ゆえに江戸幕府の編集者としても、確たる証拠の無いまま上記の家譜に対して「嘘を書くんじゃない!」とはツッコミできない。

普通、A家がB家の子と政略結婚させる理由は、
①B家と戦いたくない、同盟を結びたいから
②B家の状況を知りたいから(ある意味、スパイ)
であるが、佐名の場合は「婚姻」ではなく「人質」である。
よって家から追い出された状況の心理はかなり複雑となるのは想像に難くなく、実際、大河ドラマ「おんな城主 直虎」では、井伊家の人間でありながら同時に井伊家を恨んでいる――そんな風に描かれるようだ。
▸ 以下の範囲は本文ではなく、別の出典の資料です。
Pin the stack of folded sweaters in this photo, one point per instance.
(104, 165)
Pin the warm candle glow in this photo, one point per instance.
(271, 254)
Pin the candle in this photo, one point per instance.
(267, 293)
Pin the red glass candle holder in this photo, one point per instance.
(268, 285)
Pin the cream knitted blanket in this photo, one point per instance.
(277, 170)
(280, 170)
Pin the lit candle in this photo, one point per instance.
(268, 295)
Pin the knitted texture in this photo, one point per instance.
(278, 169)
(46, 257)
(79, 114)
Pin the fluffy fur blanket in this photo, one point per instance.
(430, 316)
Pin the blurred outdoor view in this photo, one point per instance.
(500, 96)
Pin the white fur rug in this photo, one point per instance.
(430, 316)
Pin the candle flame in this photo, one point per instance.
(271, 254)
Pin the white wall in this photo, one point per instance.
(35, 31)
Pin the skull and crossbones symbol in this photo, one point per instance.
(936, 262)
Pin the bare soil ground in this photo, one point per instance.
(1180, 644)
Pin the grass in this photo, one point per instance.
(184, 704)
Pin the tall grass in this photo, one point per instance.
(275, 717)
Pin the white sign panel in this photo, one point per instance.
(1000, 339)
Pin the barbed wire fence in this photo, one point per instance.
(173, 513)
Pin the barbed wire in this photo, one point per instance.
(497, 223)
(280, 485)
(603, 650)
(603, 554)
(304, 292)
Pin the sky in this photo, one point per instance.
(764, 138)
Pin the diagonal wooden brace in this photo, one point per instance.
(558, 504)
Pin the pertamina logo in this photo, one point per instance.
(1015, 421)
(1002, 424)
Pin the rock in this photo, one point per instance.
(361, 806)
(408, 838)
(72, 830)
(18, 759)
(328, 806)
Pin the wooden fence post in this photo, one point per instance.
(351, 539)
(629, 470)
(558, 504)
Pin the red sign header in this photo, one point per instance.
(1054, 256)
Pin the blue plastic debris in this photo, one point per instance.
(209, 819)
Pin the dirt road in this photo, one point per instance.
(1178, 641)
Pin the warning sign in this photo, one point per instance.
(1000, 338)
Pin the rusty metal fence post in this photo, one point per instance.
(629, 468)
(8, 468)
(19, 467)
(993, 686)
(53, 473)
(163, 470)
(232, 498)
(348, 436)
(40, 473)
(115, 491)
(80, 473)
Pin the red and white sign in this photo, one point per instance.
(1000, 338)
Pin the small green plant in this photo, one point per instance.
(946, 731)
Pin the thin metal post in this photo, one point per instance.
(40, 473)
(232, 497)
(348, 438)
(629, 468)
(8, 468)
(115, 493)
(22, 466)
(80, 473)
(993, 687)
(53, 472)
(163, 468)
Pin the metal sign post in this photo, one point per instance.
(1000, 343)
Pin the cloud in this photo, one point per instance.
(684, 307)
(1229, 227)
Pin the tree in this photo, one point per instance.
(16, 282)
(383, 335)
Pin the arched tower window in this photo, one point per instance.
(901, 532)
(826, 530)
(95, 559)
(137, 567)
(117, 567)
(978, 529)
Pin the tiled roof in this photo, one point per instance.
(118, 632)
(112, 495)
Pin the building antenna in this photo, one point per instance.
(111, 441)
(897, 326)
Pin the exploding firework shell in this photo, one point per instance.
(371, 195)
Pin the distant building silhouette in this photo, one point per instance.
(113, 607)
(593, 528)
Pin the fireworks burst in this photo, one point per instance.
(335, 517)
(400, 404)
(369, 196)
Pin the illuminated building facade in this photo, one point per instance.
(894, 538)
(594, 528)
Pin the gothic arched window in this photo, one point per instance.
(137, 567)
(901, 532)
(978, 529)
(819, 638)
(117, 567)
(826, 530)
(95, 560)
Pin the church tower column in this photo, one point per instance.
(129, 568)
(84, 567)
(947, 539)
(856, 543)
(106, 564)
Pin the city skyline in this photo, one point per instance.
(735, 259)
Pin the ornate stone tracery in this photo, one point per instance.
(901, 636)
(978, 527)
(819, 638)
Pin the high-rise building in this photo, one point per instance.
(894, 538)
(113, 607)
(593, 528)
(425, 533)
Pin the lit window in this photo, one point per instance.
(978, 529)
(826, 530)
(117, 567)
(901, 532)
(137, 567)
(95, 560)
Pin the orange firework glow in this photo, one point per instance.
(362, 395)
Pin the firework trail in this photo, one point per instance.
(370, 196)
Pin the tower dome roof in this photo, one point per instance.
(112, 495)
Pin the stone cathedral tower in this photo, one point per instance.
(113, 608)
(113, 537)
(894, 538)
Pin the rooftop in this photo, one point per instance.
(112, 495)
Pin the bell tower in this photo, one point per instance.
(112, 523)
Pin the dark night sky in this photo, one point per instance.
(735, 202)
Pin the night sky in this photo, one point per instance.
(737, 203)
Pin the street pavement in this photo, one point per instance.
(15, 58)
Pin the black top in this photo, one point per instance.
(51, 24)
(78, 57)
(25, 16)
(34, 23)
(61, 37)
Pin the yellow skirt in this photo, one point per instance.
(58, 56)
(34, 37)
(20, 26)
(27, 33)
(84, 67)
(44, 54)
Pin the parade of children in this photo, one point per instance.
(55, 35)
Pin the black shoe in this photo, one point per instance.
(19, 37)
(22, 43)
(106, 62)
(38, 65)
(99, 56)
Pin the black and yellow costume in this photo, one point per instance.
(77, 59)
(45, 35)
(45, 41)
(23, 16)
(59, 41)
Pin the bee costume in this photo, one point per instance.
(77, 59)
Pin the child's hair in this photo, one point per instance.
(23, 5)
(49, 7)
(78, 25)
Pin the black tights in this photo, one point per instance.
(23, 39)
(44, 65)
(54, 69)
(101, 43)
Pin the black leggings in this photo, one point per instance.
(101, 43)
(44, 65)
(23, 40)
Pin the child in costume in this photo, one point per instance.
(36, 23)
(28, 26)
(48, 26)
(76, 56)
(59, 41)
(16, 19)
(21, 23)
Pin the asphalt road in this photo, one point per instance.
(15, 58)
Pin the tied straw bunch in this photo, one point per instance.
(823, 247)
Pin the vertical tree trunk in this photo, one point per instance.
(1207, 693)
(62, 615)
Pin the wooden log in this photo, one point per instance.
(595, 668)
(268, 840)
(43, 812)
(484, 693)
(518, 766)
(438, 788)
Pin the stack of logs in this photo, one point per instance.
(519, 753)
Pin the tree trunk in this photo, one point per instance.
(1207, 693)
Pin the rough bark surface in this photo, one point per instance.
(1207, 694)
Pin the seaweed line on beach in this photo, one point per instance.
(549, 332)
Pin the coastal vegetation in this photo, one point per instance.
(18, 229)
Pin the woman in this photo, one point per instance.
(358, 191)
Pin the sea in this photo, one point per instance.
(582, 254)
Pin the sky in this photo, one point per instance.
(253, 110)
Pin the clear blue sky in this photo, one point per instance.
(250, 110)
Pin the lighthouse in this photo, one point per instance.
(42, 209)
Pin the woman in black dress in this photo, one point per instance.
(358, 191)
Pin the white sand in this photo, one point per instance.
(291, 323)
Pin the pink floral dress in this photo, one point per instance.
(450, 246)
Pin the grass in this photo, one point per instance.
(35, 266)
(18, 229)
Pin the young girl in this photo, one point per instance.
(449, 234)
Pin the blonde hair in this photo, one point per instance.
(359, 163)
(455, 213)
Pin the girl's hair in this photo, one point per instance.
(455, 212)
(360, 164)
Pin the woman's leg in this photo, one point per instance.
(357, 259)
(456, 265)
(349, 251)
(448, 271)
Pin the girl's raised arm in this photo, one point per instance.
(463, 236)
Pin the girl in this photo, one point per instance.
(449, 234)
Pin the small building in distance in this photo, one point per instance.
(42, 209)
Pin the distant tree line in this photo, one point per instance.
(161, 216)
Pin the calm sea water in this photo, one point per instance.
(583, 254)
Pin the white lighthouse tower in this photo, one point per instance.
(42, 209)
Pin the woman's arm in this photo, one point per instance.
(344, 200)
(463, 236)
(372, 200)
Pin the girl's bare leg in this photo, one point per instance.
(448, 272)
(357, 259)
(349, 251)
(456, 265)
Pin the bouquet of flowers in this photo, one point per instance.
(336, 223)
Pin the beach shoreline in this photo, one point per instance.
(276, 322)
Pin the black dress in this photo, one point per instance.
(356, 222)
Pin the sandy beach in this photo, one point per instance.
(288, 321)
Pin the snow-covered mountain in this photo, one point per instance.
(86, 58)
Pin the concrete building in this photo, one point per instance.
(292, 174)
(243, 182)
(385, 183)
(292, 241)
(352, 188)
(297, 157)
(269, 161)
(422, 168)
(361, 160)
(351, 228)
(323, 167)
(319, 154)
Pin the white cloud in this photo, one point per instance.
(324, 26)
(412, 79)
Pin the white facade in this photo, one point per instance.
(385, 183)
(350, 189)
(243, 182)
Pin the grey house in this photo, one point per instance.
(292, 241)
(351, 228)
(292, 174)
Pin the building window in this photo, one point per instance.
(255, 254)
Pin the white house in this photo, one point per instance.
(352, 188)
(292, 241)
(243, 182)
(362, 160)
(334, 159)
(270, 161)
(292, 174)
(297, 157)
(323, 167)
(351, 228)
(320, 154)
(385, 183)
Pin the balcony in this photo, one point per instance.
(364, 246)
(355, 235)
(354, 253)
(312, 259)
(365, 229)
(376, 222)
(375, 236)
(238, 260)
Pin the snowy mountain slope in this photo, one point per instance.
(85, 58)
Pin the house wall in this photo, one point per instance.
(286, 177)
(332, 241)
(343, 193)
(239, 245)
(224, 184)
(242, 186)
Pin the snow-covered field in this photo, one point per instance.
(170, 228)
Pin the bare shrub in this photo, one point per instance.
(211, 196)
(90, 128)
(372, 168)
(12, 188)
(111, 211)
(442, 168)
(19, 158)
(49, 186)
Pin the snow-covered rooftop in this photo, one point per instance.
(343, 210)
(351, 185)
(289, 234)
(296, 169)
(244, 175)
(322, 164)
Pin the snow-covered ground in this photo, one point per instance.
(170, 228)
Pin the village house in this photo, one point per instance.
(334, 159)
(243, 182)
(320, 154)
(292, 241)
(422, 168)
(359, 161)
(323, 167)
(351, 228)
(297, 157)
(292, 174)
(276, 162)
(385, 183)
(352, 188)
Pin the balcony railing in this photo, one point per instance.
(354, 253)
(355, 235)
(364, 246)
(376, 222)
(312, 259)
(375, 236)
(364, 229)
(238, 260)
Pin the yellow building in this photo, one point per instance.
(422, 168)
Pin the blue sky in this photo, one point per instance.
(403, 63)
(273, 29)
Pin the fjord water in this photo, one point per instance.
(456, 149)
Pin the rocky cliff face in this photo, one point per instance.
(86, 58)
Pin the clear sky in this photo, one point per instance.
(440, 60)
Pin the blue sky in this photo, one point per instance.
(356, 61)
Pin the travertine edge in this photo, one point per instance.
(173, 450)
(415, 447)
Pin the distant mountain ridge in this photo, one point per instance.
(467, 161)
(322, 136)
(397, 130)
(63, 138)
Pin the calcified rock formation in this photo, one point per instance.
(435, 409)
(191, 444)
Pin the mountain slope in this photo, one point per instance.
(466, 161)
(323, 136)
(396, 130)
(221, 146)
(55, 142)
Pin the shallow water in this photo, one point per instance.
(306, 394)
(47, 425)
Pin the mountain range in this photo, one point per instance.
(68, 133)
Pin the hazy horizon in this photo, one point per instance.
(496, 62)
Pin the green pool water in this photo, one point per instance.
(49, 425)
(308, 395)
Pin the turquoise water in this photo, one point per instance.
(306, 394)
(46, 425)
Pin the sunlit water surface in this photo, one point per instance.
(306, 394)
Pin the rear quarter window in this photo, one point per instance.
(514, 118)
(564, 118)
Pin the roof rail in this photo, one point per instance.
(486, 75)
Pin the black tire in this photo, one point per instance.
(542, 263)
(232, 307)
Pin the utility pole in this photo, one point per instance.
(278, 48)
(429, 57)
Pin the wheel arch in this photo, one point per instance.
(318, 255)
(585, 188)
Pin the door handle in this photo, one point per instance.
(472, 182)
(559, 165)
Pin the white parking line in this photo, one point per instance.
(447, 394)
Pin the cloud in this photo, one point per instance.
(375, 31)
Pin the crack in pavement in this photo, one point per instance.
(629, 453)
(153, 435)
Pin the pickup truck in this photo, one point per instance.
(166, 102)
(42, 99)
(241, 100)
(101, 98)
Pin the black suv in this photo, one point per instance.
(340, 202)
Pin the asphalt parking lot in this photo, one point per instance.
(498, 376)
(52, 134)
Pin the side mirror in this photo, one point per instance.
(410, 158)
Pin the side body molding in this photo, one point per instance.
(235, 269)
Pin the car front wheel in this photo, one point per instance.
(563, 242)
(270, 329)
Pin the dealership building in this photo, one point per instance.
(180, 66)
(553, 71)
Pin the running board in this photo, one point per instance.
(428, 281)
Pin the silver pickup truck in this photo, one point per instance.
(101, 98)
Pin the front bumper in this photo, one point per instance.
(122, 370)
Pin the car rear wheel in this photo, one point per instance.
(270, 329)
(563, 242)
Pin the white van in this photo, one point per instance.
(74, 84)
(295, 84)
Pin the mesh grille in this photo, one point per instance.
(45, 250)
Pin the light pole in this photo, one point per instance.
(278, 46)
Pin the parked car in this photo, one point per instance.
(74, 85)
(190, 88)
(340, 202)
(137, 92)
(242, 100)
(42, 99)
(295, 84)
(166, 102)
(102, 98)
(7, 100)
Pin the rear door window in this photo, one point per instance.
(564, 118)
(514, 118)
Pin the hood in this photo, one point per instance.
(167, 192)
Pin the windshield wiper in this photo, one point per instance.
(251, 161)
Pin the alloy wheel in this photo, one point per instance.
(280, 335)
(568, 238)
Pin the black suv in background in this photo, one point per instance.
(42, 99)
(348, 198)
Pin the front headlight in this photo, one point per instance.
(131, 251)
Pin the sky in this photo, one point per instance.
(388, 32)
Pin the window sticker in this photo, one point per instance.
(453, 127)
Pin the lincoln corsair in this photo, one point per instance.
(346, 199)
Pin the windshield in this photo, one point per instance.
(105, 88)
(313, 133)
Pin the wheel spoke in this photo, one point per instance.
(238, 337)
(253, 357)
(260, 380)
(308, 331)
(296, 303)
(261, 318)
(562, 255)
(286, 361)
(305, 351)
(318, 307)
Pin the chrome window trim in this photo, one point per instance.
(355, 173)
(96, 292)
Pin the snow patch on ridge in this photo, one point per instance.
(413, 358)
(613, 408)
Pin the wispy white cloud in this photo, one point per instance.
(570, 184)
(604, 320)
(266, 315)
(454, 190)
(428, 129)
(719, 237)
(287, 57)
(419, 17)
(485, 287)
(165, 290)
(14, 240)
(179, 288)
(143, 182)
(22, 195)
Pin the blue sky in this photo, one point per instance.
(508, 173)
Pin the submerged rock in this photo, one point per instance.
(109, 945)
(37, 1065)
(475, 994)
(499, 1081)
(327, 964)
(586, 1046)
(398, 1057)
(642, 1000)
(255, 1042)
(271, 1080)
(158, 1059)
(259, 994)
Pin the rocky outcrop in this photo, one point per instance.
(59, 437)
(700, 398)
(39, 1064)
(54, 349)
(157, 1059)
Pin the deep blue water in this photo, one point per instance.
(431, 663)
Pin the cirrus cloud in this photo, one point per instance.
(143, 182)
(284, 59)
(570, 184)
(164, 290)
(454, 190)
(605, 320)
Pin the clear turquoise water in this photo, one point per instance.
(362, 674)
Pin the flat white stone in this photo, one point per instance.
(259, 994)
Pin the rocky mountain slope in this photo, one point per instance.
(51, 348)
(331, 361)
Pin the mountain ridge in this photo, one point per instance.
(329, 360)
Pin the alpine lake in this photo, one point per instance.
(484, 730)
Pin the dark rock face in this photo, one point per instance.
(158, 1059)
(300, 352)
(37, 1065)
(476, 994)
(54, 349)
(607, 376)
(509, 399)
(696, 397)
なお佐名の運命もまた娘と同様に悲劇というほかなく、最期は夫と共に自害。その理由は
①切腹を命じられた夫・関口親永の死を見届け、自主的に自害した
②夫・関口親永と共に自主的に自害して今川義元の非を諌めた
③夫・関口親永と共に自害を命じられた
と諸説ある。個人的に、女性心理として①は無いように思う。他の多くの妻たちがそうであったように、自害せずに尼となり夫の菩提を弔う道が残されている。

しかし彼女はそうならなかった。
一体何があったのか。現時点では知る術はない。

そもそも「関口家」とは、どんな一族だったのか?

関口家は、もとは今川家の一族である。「天下一苗字」(「今川」と名乗れるのは宗家の駿河今川氏だけ)というルールに従って、地名を取っただけであって、その名は本貫地(三河国宝飯郡長沢村関口)の「関口」に由来する。他に同地域で見られる「入野、木田、堀越、瀬名氏」も実際は今川家で、関口は今川国氏の子・関口常氏を祖としていた。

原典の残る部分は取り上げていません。